This paper explores the effectiveness of parallel stylometric document embeddings in solving the authorship attribution task by testing a novel approach on literary texts in 7 different languages, totaling in 7051 unique 10,000-token chunks from 700 PoS and lemma annotated documents. We used these documents to produce four document embedding models using Stylo R package (word-based, lemma-based, PoS-trigrams-based, and PoS-mask-based) and one document embedding model using mBERT for each of the seven languages. We created further derivations of these embeddings in the form of average, product, minimum, maximum, and l 2 norm of these document embedding matrices and tested them both including and excluding the mBERT-based document embeddings for each language. Finally, we trained several perceptrons on the portions of the dataset in order to procure adequate weights for a weighted combination approach.
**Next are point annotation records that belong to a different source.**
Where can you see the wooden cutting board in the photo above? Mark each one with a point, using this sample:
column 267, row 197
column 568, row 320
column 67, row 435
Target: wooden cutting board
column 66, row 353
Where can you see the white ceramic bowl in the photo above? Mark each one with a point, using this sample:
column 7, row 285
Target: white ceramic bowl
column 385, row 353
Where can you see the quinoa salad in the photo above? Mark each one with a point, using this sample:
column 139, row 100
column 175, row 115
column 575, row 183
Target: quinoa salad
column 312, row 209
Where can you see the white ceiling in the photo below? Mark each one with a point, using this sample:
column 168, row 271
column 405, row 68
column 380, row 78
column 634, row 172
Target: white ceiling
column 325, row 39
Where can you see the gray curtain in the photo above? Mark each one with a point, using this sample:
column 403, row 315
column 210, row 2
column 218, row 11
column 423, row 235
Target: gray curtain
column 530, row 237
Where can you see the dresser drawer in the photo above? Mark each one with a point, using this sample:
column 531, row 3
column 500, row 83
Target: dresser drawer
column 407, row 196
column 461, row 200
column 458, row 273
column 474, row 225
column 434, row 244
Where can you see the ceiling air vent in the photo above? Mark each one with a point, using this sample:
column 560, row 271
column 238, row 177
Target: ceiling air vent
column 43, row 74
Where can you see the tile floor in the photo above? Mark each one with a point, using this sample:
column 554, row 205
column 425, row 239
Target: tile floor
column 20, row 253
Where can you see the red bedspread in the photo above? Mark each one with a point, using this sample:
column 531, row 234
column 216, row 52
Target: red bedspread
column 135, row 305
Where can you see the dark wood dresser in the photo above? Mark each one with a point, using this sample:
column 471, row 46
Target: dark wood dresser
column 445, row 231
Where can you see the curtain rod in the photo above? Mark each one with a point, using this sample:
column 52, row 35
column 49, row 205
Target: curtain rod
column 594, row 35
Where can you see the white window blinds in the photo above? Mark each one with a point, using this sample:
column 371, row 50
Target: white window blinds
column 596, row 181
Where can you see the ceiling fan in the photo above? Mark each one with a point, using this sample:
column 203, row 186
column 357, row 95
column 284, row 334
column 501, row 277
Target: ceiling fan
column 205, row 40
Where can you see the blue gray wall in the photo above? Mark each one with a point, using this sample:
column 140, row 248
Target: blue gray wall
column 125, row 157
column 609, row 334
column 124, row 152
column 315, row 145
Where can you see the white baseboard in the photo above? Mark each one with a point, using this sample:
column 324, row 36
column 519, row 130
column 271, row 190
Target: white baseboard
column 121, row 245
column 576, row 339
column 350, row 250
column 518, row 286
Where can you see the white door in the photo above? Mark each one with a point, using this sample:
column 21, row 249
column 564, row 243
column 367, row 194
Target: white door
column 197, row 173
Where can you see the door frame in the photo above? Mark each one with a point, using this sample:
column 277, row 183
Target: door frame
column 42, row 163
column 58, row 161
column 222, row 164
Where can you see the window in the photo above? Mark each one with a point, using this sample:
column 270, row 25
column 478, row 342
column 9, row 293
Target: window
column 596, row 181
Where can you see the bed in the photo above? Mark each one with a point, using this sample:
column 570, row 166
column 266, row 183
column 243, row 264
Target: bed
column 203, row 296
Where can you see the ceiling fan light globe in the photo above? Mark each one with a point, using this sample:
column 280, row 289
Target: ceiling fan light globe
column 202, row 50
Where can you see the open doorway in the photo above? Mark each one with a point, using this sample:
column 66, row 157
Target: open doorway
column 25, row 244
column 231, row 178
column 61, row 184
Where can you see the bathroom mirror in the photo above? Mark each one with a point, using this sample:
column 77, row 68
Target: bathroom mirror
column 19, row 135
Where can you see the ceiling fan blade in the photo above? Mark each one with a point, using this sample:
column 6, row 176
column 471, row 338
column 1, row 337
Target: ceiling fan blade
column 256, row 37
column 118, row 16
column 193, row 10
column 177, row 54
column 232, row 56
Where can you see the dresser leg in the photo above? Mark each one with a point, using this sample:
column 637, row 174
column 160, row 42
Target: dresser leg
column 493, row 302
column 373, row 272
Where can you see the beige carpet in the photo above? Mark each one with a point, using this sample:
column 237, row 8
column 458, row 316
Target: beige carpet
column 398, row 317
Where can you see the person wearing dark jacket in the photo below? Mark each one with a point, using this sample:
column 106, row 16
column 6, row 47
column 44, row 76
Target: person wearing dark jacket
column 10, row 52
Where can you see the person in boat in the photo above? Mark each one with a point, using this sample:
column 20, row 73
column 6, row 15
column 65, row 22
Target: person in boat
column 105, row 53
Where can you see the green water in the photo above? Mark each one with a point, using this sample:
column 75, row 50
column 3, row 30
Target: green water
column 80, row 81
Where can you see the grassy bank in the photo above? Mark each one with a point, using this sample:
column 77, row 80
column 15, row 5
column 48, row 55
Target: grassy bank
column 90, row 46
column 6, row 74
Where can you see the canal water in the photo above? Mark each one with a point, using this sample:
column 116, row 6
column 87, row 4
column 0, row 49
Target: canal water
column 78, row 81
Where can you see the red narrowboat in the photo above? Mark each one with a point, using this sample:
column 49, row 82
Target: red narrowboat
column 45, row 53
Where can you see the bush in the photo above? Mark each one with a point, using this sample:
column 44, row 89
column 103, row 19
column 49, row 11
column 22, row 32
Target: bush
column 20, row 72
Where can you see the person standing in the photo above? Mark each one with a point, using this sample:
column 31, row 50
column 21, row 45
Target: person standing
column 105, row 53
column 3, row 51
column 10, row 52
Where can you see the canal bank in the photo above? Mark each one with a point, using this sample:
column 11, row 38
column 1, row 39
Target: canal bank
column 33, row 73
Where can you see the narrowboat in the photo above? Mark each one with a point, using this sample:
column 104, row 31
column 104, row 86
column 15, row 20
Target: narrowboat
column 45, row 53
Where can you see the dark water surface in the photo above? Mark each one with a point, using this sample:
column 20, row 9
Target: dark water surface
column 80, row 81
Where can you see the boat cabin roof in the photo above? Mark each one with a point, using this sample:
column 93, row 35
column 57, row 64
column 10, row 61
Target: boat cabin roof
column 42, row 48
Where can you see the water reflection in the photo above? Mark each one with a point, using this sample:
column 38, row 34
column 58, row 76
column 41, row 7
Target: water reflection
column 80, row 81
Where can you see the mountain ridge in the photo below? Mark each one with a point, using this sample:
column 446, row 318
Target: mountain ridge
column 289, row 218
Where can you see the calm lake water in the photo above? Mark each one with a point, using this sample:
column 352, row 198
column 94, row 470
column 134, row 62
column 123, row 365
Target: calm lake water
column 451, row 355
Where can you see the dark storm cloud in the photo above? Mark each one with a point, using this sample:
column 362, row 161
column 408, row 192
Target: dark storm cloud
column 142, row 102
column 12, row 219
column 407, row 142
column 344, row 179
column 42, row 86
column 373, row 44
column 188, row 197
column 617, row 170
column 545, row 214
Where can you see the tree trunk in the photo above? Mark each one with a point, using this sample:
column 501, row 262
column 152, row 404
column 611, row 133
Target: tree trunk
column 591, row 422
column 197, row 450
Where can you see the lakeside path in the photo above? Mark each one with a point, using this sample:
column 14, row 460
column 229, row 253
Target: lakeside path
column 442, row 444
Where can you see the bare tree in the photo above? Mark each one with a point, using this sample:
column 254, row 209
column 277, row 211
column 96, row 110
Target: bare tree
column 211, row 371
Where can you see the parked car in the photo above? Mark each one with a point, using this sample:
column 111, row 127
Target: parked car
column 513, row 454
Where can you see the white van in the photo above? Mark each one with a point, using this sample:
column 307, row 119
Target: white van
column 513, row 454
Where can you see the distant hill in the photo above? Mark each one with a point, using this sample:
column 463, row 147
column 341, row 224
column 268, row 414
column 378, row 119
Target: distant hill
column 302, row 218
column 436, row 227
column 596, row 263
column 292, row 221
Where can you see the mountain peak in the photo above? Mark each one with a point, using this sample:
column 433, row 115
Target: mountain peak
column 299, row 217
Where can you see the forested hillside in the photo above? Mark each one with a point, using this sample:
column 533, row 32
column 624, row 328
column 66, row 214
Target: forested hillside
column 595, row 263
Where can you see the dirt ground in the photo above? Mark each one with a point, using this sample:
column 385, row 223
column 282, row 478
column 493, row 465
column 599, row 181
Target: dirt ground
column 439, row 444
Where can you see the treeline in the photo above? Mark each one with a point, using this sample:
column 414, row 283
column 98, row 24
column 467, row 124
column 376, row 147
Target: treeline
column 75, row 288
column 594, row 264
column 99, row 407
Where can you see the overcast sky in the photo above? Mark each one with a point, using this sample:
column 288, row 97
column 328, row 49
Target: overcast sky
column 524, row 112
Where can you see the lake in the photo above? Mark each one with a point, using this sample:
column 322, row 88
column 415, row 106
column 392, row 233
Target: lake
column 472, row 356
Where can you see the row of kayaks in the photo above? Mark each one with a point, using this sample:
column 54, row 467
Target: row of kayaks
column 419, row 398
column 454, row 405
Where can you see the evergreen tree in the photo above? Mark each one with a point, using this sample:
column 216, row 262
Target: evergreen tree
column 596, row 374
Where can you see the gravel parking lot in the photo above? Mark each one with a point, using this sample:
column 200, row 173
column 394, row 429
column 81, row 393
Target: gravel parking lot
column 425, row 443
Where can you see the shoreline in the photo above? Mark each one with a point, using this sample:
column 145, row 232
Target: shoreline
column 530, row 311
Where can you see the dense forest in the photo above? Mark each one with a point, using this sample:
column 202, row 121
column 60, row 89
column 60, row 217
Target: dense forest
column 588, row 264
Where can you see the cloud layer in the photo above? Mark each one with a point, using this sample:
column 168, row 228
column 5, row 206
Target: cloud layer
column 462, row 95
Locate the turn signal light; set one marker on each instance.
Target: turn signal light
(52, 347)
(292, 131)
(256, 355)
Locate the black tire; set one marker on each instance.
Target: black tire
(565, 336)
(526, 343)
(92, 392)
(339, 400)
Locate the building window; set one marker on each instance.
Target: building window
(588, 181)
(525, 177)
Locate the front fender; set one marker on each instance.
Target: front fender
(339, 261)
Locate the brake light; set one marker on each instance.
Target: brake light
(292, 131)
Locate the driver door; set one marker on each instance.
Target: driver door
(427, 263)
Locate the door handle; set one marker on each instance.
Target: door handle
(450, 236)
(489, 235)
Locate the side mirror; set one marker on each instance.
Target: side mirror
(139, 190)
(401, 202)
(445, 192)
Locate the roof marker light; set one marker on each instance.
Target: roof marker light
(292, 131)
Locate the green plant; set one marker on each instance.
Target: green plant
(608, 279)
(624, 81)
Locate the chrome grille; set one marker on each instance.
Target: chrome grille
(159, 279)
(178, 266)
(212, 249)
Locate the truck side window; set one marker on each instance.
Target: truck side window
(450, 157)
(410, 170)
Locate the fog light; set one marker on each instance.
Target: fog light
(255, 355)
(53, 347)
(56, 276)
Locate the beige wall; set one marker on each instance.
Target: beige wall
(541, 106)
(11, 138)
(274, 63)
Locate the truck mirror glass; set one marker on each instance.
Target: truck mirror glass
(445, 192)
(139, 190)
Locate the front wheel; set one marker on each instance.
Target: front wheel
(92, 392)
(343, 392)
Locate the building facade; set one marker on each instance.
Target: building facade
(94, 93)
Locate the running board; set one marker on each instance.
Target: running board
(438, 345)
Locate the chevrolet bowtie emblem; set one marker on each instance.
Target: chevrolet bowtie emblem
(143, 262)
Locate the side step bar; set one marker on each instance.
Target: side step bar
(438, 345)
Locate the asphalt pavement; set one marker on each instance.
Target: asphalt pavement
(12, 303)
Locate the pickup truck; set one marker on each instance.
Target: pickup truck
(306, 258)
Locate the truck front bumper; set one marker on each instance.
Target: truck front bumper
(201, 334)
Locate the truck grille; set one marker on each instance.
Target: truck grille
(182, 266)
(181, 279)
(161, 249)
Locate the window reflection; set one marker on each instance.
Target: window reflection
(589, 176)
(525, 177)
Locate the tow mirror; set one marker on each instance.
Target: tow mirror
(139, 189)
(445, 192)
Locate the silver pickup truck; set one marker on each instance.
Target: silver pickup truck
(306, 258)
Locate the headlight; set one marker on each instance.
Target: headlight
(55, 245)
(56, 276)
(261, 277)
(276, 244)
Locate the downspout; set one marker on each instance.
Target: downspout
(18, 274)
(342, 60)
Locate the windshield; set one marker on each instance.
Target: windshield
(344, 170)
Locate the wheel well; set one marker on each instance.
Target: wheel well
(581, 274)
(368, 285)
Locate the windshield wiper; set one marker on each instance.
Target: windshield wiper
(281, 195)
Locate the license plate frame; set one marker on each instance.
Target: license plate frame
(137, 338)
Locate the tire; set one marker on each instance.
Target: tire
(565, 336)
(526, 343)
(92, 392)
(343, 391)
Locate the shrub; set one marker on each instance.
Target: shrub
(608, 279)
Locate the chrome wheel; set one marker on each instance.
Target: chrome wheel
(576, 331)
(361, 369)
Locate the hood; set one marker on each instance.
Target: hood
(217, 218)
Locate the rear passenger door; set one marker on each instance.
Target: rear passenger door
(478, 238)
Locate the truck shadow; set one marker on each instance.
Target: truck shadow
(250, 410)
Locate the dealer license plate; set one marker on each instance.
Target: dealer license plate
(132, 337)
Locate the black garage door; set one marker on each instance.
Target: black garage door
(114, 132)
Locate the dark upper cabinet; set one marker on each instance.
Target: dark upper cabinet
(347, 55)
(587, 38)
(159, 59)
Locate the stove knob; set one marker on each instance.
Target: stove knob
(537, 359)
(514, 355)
We tested standalone (two baselines) and composite embeddings for classification accuracy, precision, recall, weighted-average, and macro-averaged F 1 -score, compared them with one another and have found that for each language most of our composition methods outperform the baselines (with a couple of methods outperforming all baselines for all languages), with or without mBERT inputs, which are found to have no significant positive impact on the results of our methods.

Suggested Citation

  • Mihailo Škorić & Ranka Stanković & Milica Ikonić Nešić & Joanna Byszuk & Maciej Eder, 2022. "Parallel Stylometric Document Embeddings with Deep Learning Based Language Models in Literary Authorship Attribution," Mathematics, MDPI, vol. 10(5), pages 1-27, March.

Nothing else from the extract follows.